Department of Conservation kakapo recovery programme operations manager Deidre Vercoe and Andrew...
Department of Conservation kakapo recovery programme operations manager Deidre Vercoe and Andrew Digby, with Sir David Attenborough at his London home. Photo: Andrew Digby.

Two members of Department of Conservation kakapo recovery programme have been hosted by  natural historian and conservationist Sir David Attenborough at his London home.
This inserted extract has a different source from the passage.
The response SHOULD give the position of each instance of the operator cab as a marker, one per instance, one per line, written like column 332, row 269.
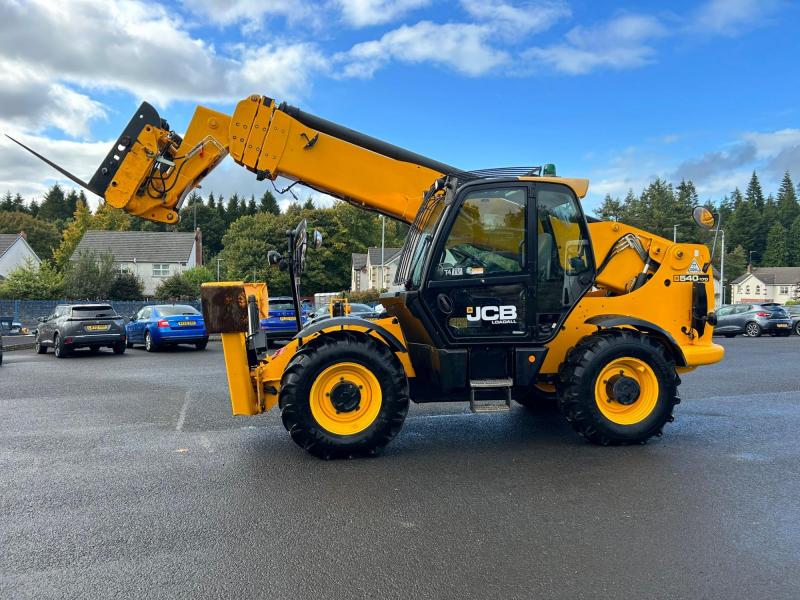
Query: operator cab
column 490, row 270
Operations manager Deidre Vercoe and Andrew Digby, who is a scientist with the programme, spent 90 minutes with Sir David two weeks ago, updating him on efforts to save the endangered native parrots and this year’s bumper crop of chicks.

Ms Vercoe said Sir David, who is 90, "blew her away".

"It was great to meet him. He was very genuine, very interested in what we were doing."

The visit came after Ms Vercoe wrote to tell him a kakapo chick was to be named after him.

"I said we were going to be on holiday in the United Kingdom and he wrote back and invited us to meet him."

They gave him a book on kakapo and he wrote a note to staff and volunteers thanking them for their work and saying "what a joy, delight and wonder kakapo brought to the whole world".

The note had been framed and hung on a wall, Ms Vercoe said.

During their holiday, she and Dr Digby also gave a public talk at Cambridge University focusing on new technologies used in the kakapo programme, such as smart feeding stations which allow nominated birds to feed and lock others out.

Only 51 kakapo remained, most on Stewart Island, when the recovery programme was established in 1995.

This year’s crop of 33 chicks has boosted numbers to 156.

Ms Vercoe said kakapo had been on the Anchor Island sanctuary in Dusky Sound, Fiordland, for 10 years and this was the first season chicks had hatched there.

Of the 22 adult females on the island, 21 had bred.

What was even more exciting was four of this year’s chicks had "Fiordland genes", inherited from their grandfather, a bird called Richard Henry, she said.

Discovered living in a remote valley in Fiordland in 1975, he was believed to be the last "mainland" kakapo when he died in 2010, aged about 80.